With diabetes, the extra sugar in the blood impedes the circulation of blood throughout the entire body. Without appropriate circulation, the nerve lining deteriorates. This occurs most often in the feet because the body must pump blood all the way down to the tips of our toes and then return it to the heart.

Nerve injury to the foot can result in a variety of complications:

Finding the perfect match

Introducing diabetic socks.

Tina said that high-quality socks increase circulation, avoid foot discomfort, and reduce friction.

Socks intended for people with diabetes have fewer seams. This is the case for several reasons. Fewer seams result in less friction. Avoid friction, as it can produce pressure points and increase the risk of sores or blisters. Blood can circulate more freely within the body when there is less friction.

People with diabetes must be extremely vigilant when it comes to keeping their feet dry, as they are more likely to acquire foot wound infections. A damp foot is an ideal environment for germs to flourish and create an infection in a wound.

Socks designed for diabetics are manufactured from moisture-wicking materials that keep the feet dry. This may consist of wool, cotton, or a synthetic combination.

According to Tina, what is the most vital factor? “Socks that suit you perfectly.”

Tina stated, “Socks that are overly tight will inhibit circulation.”

Conversely, loose socks are more prone to shift and create friction.

People with diabetes who have impaired circulation and develop edema in their feet or legs should prioritize fitness. In such a circumstance, compression socks may be suggested. These tight-fitting socks enhance blood circulation.

Compression socks should not be so restrictive as to impede blood flow. However, because they are constructed with a bit more elasticity than regular socks, compression socks promote blood flow by gently compressing the leg.

Pay attention to your feet

Many diabetics do not require compression socks. However, if they are recommended, putting them on before even getting out of bed in the morning is crucial.

“When your legs are lifted, use compression socks because blood has already traveled down your legs.”

Once you are up and moving, it becomes more difficult for your body to flow blood to and from your feet.

Once you’ve donned your socks, keep them on all day.

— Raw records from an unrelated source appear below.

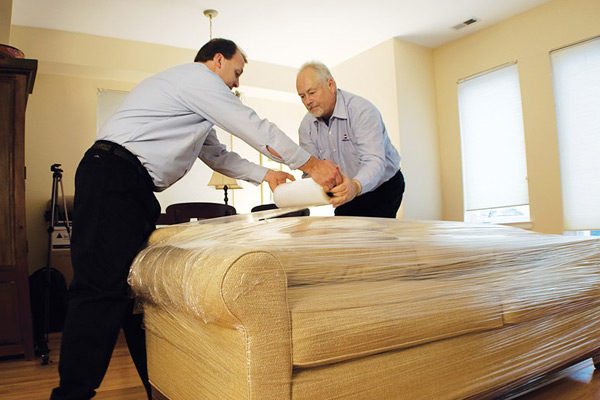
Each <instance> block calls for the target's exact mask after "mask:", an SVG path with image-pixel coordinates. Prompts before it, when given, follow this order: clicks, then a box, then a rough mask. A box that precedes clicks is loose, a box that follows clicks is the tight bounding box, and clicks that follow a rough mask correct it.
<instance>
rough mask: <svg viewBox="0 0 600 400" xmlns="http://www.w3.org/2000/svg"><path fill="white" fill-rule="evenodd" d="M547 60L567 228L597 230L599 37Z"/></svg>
mask: <svg viewBox="0 0 600 400" xmlns="http://www.w3.org/2000/svg"><path fill="white" fill-rule="evenodd" d="M550 59H551V62H552V78H553V81H554V82H553V83H554V100H555V104H556V122H557V129H558V143H559V152H560V170H561V186H562V200H563V215H564V225H565V230H594V229H600V37H598V38H595V39H591V40H588V41H585V42H583V43H579V44H576V45H572V46H569V47H566V48H563V49H559V50H555V51H553V52H551V53H550Z"/></svg>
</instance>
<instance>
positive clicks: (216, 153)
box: [199, 129, 267, 185]
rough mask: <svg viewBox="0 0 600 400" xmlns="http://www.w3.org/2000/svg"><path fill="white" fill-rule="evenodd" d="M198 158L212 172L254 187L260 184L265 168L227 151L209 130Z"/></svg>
mask: <svg viewBox="0 0 600 400" xmlns="http://www.w3.org/2000/svg"><path fill="white" fill-rule="evenodd" d="M199 158H200V159H201V160H202V161H203V162H204V163H205V164H206V165H208V166H209V167H210V168H212V169H213V170H215V171H217V172H220V173H222V174H223V175H227V176H229V177H231V178H234V179H242V180H245V181H248V182H251V183H253V184H255V185H258V184H260V183H261V182H262V181H263V180H264V177H265V174H266V173H267V168H265V167H262V166H260V165H258V164H255V163H253V162H250V161H248V160H246V159H244V158H242V157H240V155H239V154H237V153H235V152H232V151H228V150H227V149H226V148H225V146H224V145H223V144H222V143H221V142H220V141H219V139H218V138H217V135H216V133H215V130H214V129H211V130H210V132H209V133H208V136H207V137H206V140H205V141H204V144H203V145H202V151H201V152H200V156H199Z"/></svg>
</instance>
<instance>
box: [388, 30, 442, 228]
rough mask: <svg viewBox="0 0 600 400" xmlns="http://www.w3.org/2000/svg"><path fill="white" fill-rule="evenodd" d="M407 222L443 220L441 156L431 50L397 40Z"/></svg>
mask: <svg viewBox="0 0 600 400" xmlns="http://www.w3.org/2000/svg"><path fill="white" fill-rule="evenodd" d="M394 55H395V70H396V87H397V94H398V97H397V98H398V106H397V107H398V125H399V132H400V147H401V148H402V150H403V151H402V171H403V173H404V175H405V179H406V192H405V195H404V199H403V200H402V203H403V207H404V217H405V218H407V219H441V218H442V194H441V190H440V153H439V148H438V131H437V105H436V97H435V80H434V71H433V51H432V50H431V49H428V48H425V47H421V46H417V45H415V44H412V43H407V42H404V41H402V40H399V39H395V40H394Z"/></svg>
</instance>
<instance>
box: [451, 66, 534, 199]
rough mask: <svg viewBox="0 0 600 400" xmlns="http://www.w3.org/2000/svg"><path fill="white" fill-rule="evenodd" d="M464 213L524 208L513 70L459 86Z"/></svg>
mask: <svg viewBox="0 0 600 400" xmlns="http://www.w3.org/2000/svg"><path fill="white" fill-rule="evenodd" d="M458 105H459V114H460V115H459V117H460V134H461V147H462V162H463V184H464V196H465V211H473V210H482V209H490V208H498V207H513V206H520V205H527V204H529V192H528V187H527V165H526V158H525V139H524V131H523V112H522V107H521V92H520V87H519V75H518V69H517V65H516V64H511V65H508V66H503V67H501V68H498V69H495V70H493V71H491V72H488V73H484V74H480V75H477V76H476V77H474V78H469V79H465V80H463V81H460V82H459V83H458Z"/></svg>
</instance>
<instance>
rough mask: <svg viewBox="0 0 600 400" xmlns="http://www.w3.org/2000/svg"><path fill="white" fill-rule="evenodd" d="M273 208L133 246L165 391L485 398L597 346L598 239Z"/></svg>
mask: <svg viewBox="0 0 600 400" xmlns="http://www.w3.org/2000/svg"><path fill="white" fill-rule="evenodd" d="M266 213H269V212H266ZM263 214H264V215H263ZM261 215H262V218H261ZM265 215H267V214H265V213H259V214H258V216H256V215H246V216H244V215H239V216H234V217H226V218H219V219H215V220H206V221H201V222H194V223H189V224H183V225H175V226H172V227H168V228H162V229H159V230H157V231H156V232H155V233H154V234H153V235H152V237H151V238H150V241H149V244H148V246H147V247H146V248H145V249H144V250H142V252H141V253H140V254H139V255H138V257H137V258H136V260H135V261H134V263H133V266H132V270H131V273H130V277H129V281H130V285H131V287H132V289H133V292H134V294H135V295H136V296H137V298H138V300H139V302H140V303H141V304H142V305H143V308H144V312H145V316H144V320H145V328H146V336H147V350H148V366H149V375H150V381H151V383H152V385H153V387H154V389H155V390H156V392H155V393H156V396H157V398H170V399H174V400H179V399H218V400H225V399H231V400H243V399H252V400H259V399H260V400H283V399H286V400H292V399H293V400H325V399H385V400H389V399H410V400H418V399H425V400H430V399H436V400H443V399H465V398H470V399H474V398H492V397H495V396H499V395H502V394H505V393H512V392H514V391H515V390H518V389H519V388H520V387H523V385H527V384H530V383H531V382H535V381H536V380H537V379H538V378H539V377H541V376H543V375H545V374H547V373H549V372H552V371H555V370H557V369H560V368H563V367H565V366H568V365H571V364H573V363H576V362H579V361H582V360H584V359H586V358H589V357H591V356H595V355H596V352H597V351H598V350H597V349H599V348H600V325H599V317H600V306H599V305H600V297H599V294H600V241H599V240H597V239H594V238H581V237H567V236H559V235H543V234H537V233H532V232H529V231H525V230H521V229H516V228H510V227H503V226H495V225H473V224H465V223H459V222H437V221H428V222H418V221H400V220H389V219H376V218H358V217H298V218H278V219H269V218H265V217H264V216H265ZM599 354H600V353H599Z"/></svg>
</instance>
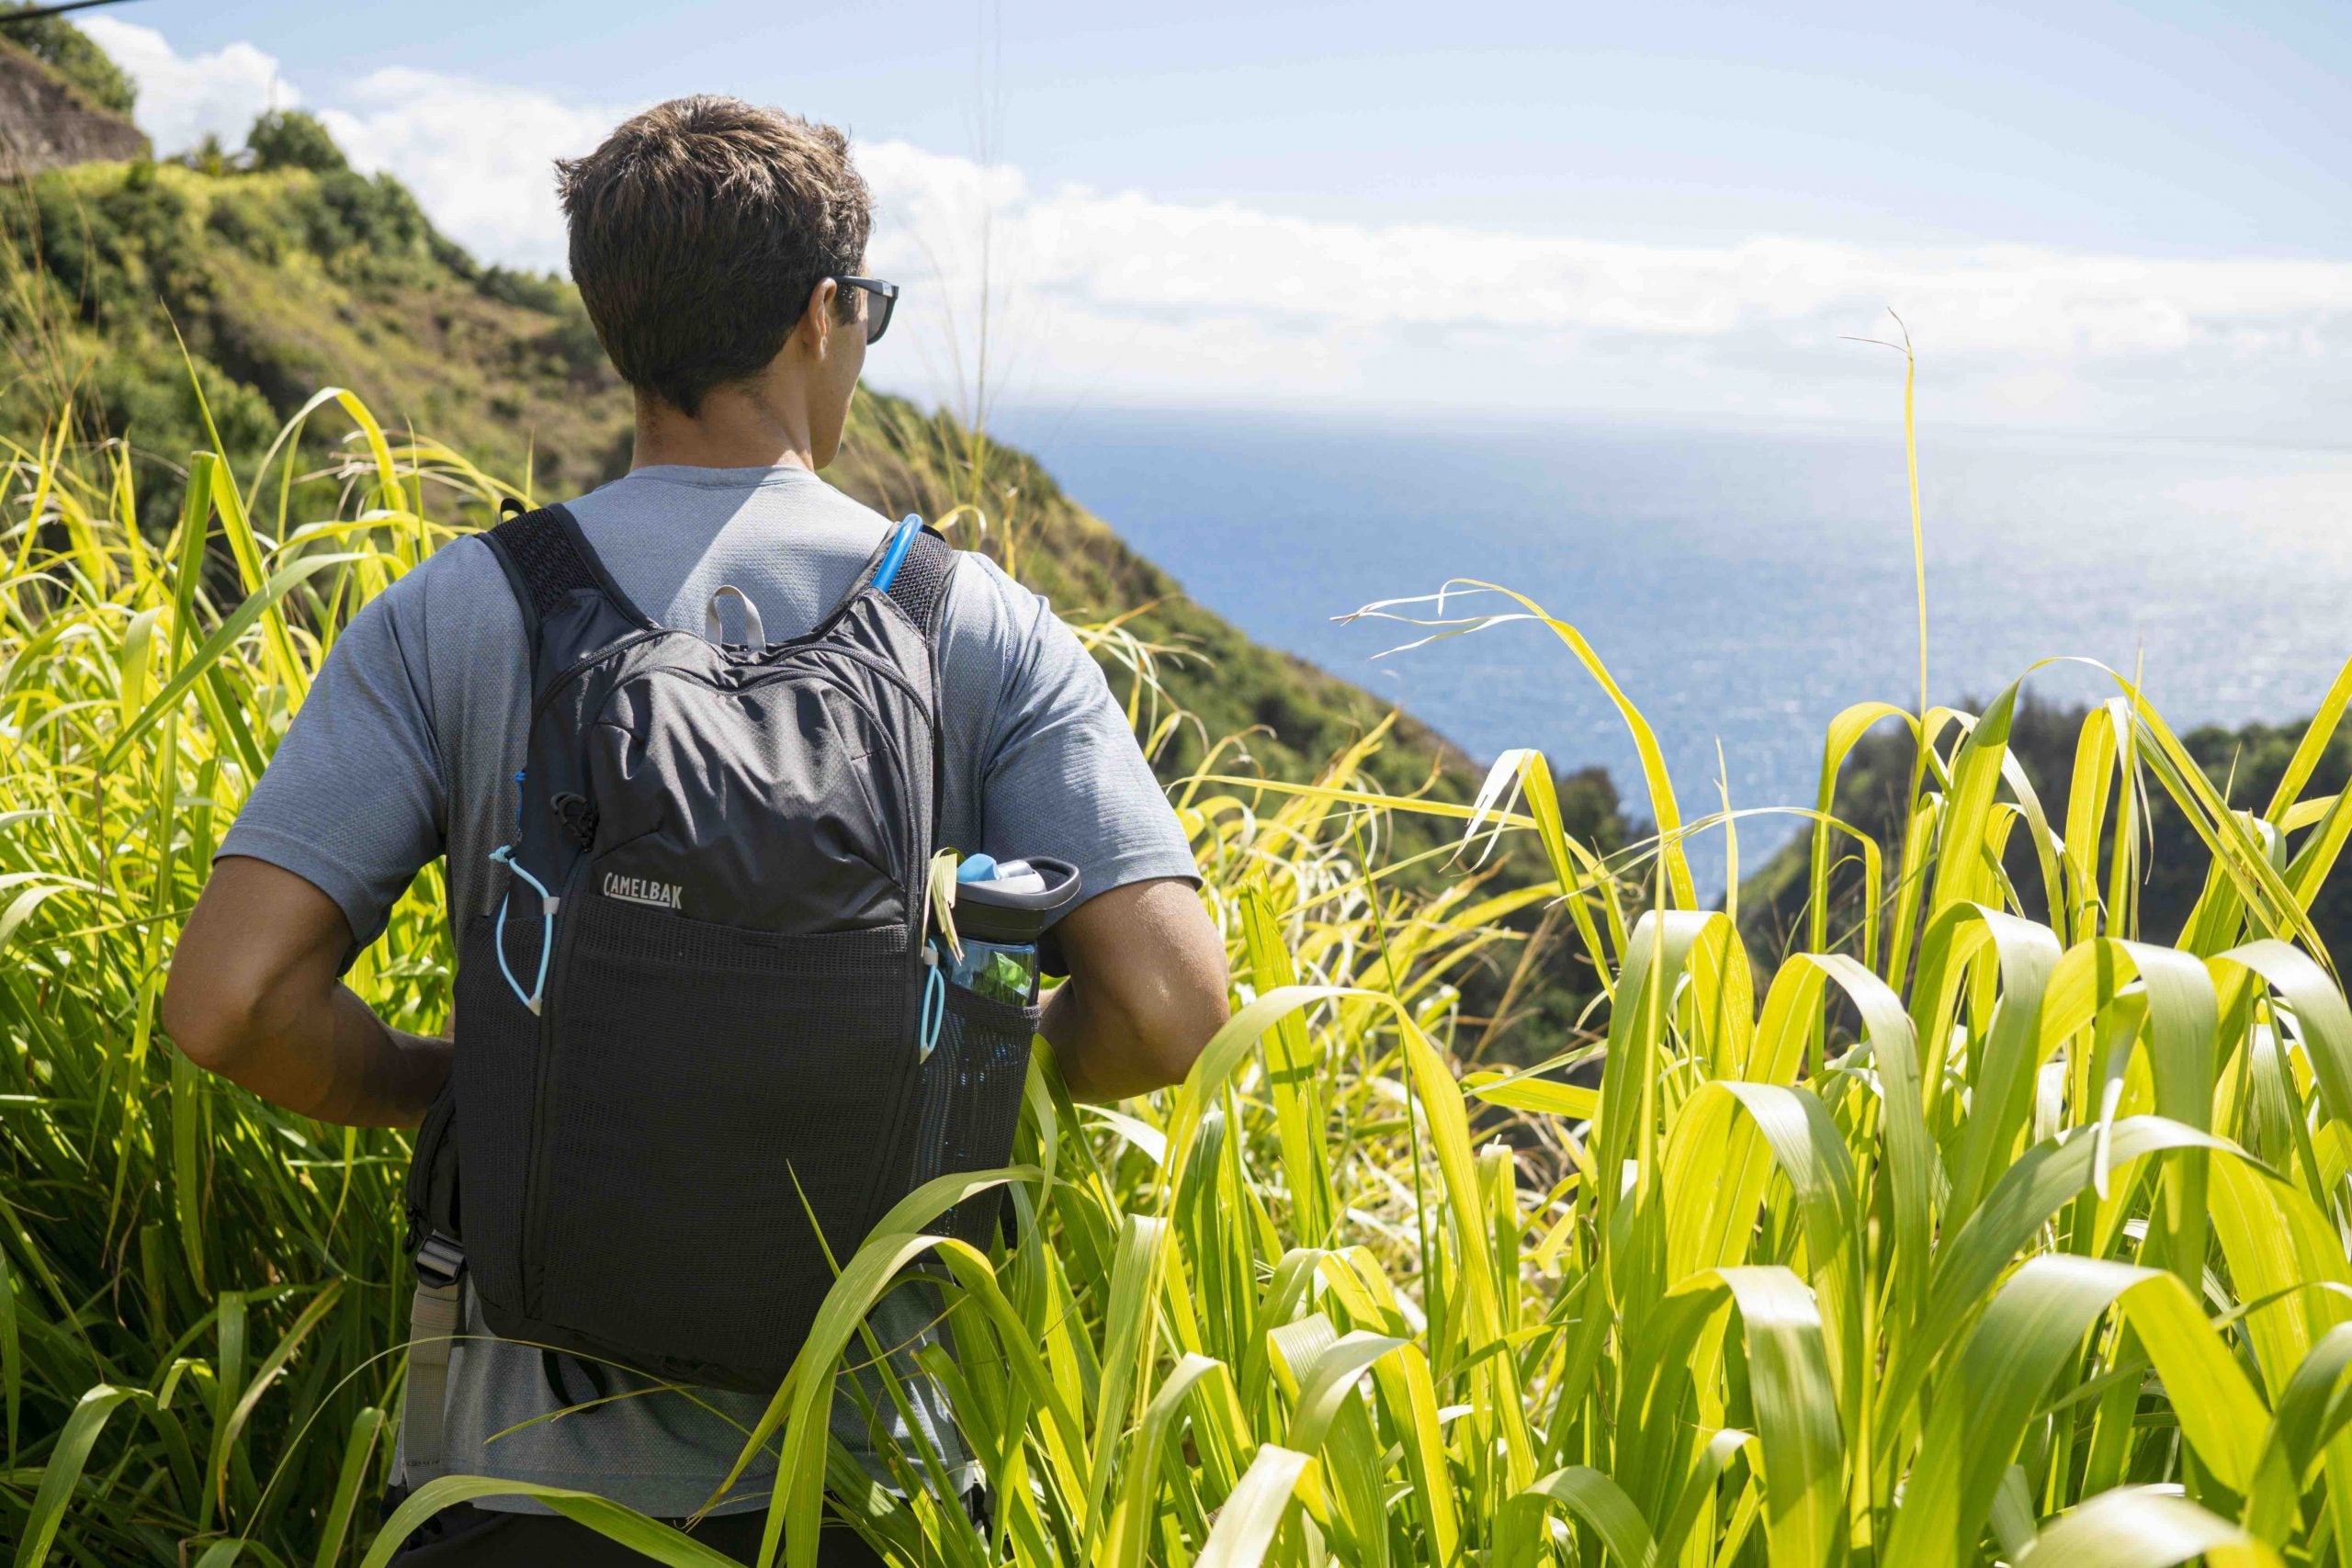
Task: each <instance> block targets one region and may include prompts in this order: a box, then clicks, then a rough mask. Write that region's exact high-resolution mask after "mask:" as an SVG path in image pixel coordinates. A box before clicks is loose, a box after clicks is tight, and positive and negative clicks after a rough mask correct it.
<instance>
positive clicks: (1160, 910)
mask: <svg viewBox="0 0 2352 1568" xmlns="http://www.w3.org/2000/svg"><path fill="white" fill-rule="evenodd" d="M1056 933H1058V936H1061V950H1063V957H1068V959H1070V980H1068V983H1065V985H1063V987H1061V990H1056V992H1054V999H1051V1004H1047V1011H1044V1037H1047V1039H1049V1041H1054V1056H1056V1060H1058V1063H1061V1072H1063V1077H1065V1079H1068V1081H1070V1093H1073V1095H1077V1098H1080V1100H1124V1098H1127V1095H1138V1093H1148V1091H1152V1088H1164V1086H1169V1084H1181V1081H1183V1077H1185V1072H1190V1070H1192V1058H1197V1056H1200V1048H1202V1046H1207V1044H1209V1037H1211V1034H1216V1027H1218V1025H1221V1023H1225V943H1223V940H1221V938H1218V933H1216V926H1214V924H1211V922H1209V914H1207V910H1202V907H1200V896H1197V893H1195V891H1192V889H1190V884H1185V882H1176V879H1169V877H1162V879H1152V882H1129V884H1127V886H1117V889H1110V891H1108V893H1098V896H1094V898H1089V900H1087V903H1082V905H1077V907H1075V910H1070V914H1065V917H1063V919H1061V924H1058V926H1056Z"/></svg>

Tina suggests purchasing a telescoping mirror from a nearby pharmacy or hardware shop. It will cost you simply a few dollars. Use the mirror frequently to examine the soles of your feet. Thus, you will become acquainted with your feet. If any changes occur, you will be prepared to act.

Finally, avoid using really hot water when washing your feet. Daily moisturize with lotion.

Tina advised, “Apply lotion to the top and bottom of the feet, but not in between the toes.”

This can cause moisture to become trapped in cracks and crevices, which is undesirable.

If you have diabetes but are unfamiliar with your feet, familiarize yourself with them and your sock options.